Ce gigantesque capital cherche de nouvelles sources d’intérêts et de profits. Pour reprendre la phrase de Karl Marx, « Le capital est du travail mort, qui, tel un vampire, ne s’anime qu’en suçant du travail vivant. » Les marchés financiers exigent leur tribut quotidien. Des quantités croissantes de plus-value produite par les travailleurs vont vers les banques, les fonds spéculatifs (hedge funds) et autres institutions financières qui elles ne produisent rien qui ait de la valeur.
C’est là précisément que se trouve l’importance de la crise de la dette. Elle sert de mécanisme pour intensifier l’exploitation de la classe ouvrière, décimer les dépenses sociales du gouvernement, réduire brutalement les salaires et rétablir le type d’exploitation qui prévalait dans les étapes initiales du capitalisme.
Une résolution progressiste de la crise n’est possible que sur la base d’une transformation des relations de propriété existantes. Les banques, les grandes entreprises et les immenses fortunes privées doivent être expropriées, soumises au contrôle démocratique et consacrées à servir la société dans son ensemble. Les besoins sociaux doivent prendre le dessus sur la course au profit.
De telles mesures nécessitent un mouvement révolutionnaire de la classe ouvrière. Elles seront confrontées à la résistance farouche de tous les partis établis qui sont intimement liés aux intérêts des marchés financiers et du patronat. Parmi ceux qui soutiennent les partis bourgeois on trouvera les syndicats et leurs alliés de pseudo-gauche.
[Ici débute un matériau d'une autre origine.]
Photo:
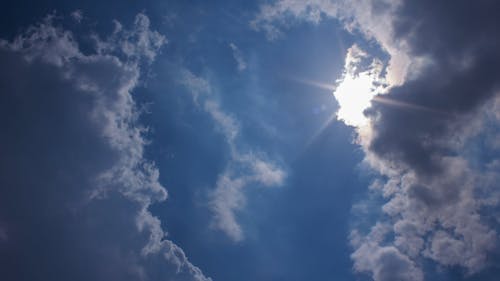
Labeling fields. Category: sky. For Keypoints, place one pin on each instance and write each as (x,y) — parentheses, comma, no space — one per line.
(250,140)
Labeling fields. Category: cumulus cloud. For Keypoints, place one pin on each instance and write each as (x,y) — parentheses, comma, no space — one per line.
(76,188)
(244,168)
(423,130)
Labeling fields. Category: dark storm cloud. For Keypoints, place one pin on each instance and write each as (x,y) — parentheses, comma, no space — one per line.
(426,135)
(74,186)
(461,43)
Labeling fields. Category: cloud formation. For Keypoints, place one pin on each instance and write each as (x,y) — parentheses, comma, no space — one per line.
(424,131)
(244,168)
(238,57)
(76,188)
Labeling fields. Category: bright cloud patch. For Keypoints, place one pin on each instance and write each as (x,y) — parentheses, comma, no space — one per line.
(357,87)
(74,161)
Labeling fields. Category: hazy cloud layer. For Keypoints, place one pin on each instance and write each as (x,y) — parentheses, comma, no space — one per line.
(423,133)
(75,187)
(244,168)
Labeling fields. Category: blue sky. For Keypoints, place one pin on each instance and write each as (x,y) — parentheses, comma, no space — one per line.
(266,140)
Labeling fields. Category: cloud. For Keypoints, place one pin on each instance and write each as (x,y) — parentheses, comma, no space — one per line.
(238,57)
(77,16)
(76,188)
(244,168)
(423,131)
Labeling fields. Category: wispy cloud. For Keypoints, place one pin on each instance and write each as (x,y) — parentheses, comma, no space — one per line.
(437,103)
(92,165)
(238,57)
(243,168)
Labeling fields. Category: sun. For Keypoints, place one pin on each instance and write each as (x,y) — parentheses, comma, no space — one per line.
(354,95)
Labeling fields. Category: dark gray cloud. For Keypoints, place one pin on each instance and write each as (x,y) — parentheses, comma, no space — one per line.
(74,186)
(426,134)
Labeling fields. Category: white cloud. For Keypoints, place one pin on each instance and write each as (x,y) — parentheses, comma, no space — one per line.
(243,168)
(107,78)
(435,215)
(238,57)
(77,16)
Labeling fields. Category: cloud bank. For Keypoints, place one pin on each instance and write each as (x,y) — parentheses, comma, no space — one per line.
(428,134)
(75,186)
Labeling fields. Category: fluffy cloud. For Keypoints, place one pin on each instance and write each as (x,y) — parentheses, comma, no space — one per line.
(424,131)
(244,168)
(75,185)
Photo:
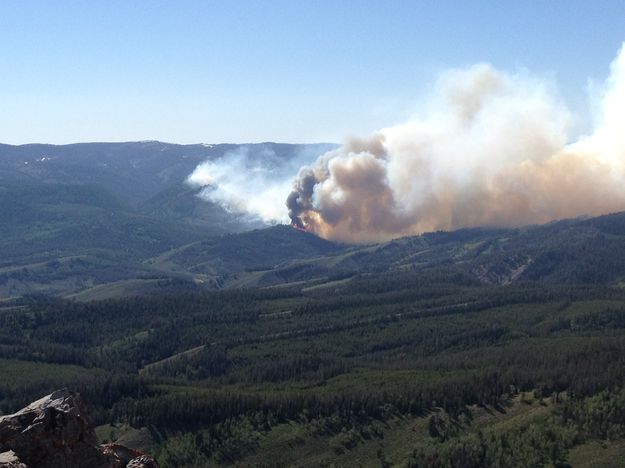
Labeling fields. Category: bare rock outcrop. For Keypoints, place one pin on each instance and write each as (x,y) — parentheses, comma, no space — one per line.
(55,432)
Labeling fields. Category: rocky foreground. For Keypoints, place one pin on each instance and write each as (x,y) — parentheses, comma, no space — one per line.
(55,432)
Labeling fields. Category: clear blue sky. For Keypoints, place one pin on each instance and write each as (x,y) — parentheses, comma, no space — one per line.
(293,71)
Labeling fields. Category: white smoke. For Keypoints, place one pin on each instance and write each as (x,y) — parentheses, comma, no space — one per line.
(494,149)
(251,180)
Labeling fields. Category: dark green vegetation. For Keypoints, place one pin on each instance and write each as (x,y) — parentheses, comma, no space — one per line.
(412,369)
(99,215)
(272,347)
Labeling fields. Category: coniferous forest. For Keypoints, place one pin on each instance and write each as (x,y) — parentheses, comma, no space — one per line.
(409,369)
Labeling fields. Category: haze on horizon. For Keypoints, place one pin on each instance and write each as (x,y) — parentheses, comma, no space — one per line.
(192,71)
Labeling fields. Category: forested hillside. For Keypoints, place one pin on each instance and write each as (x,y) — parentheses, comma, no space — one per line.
(410,369)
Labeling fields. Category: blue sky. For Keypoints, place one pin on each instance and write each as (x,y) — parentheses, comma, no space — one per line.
(292,71)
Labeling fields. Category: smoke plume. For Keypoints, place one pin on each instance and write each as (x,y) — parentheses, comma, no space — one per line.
(494,149)
(252,180)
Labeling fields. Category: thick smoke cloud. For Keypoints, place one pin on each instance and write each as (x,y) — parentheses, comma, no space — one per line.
(250,180)
(494,149)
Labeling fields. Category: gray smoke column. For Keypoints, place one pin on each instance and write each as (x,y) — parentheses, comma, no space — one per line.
(493,149)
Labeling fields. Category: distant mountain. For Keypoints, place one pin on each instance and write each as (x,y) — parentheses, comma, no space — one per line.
(83,215)
(133,171)
(118,219)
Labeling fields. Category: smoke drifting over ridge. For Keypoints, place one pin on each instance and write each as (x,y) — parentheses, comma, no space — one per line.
(493,151)
(252,180)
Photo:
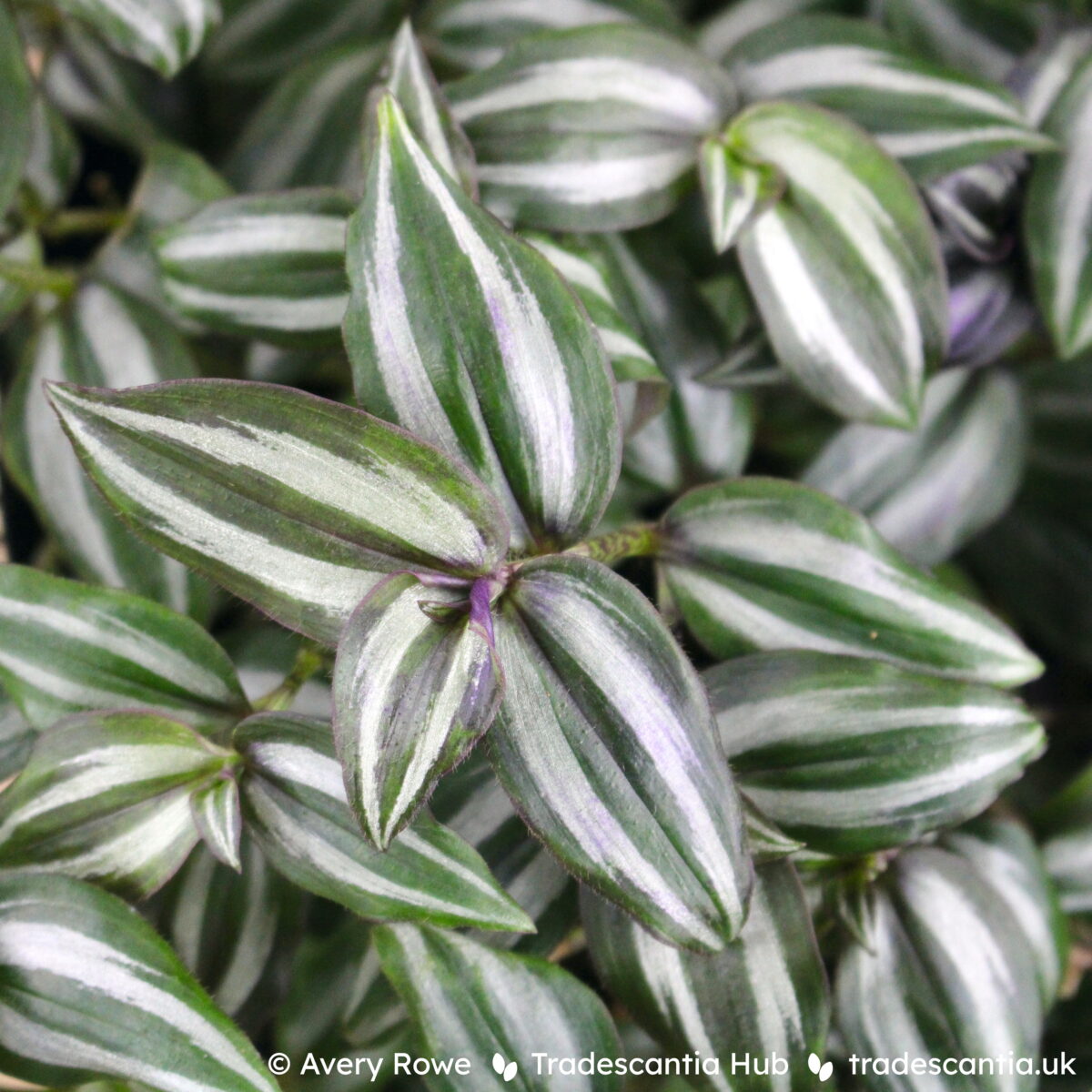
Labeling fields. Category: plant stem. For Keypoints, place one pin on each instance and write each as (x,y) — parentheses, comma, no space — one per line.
(37,278)
(308,661)
(638,540)
(83,222)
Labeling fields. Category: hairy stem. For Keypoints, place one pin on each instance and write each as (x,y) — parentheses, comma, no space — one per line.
(308,661)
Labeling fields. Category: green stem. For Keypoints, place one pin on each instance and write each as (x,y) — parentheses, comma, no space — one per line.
(638,540)
(309,660)
(37,278)
(83,222)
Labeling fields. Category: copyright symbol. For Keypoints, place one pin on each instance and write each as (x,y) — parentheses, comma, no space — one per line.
(278,1064)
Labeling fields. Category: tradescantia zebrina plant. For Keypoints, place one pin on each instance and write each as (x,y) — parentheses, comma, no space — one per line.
(546,545)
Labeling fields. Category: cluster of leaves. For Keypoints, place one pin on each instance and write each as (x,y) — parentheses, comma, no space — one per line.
(420,322)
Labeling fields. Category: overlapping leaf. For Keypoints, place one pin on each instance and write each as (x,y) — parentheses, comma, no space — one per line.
(90,989)
(932,490)
(103,338)
(295,805)
(765,995)
(518,386)
(66,648)
(107,797)
(844,268)
(604,741)
(764,563)
(413,693)
(931,118)
(469,34)
(294,502)
(1058,218)
(164,34)
(853,756)
(943,971)
(473,1002)
(592,129)
(270,267)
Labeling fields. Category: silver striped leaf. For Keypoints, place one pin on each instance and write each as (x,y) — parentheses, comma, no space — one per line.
(981,37)
(764,996)
(307,130)
(642,387)
(409,77)
(66,648)
(164,34)
(605,743)
(234,929)
(174,184)
(54,157)
(845,268)
(942,971)
(928,492)
(473,804)
(270,267)
(519,387)
(1005,854)
(475,34)
(261,39)
(764,563)
(413,693)
(102,338)
(290,501)
(591,129)
(90,989)
(933,119)
(1067,844)
(726,28)
(106,797)
(496,1009)
(295,806)
(853,756)
(1058,218)
(16,88)
(218,819)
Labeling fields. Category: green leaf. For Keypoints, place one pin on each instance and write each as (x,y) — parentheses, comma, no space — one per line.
(270,267)
(410,80)
(413,693)
(218,820)
(16,90)
(106,797)
(163,34)
(931,491)
(765,995)
(307,130)
(102,338)
(232,928)
(845,268)
(765,563)
(592,129)
(295,805)
(473,804)
(294,502)
(1058,219)
(88,988)
(469,34)
(1005,855)
(473,1002)
(66,648)
(944,972)
(642,387)
(853,756)
(605,743)
(933,119)
(518,388)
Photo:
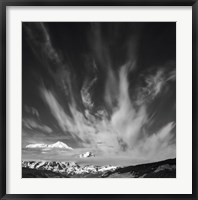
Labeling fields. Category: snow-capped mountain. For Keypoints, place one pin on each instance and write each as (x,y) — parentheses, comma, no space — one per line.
(40,146)
(68,168)
(54,169)
(57,145)
(86,155)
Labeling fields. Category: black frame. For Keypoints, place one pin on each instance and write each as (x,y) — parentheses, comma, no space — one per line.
(5,3)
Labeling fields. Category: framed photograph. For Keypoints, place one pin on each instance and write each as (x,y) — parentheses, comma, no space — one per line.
(98,99)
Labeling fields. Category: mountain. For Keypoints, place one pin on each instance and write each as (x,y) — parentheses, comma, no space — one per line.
(86,155)
(42,169)
(162,169)
(57,145)
(67,168)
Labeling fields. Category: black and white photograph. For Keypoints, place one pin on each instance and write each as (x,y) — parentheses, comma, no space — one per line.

On ne peut mettre en place une perspective socialiste sur le continent européen, étroitement uni du point de vue économique et social, que par la coopération internationale étroite de la classe ouvrière. L’objectif doit être de bâtir les États socialistes unis d’Europe. L’alternative est, comme dans les années 1930, la balkanisation du continent et une descente vers la dictature et la guerre.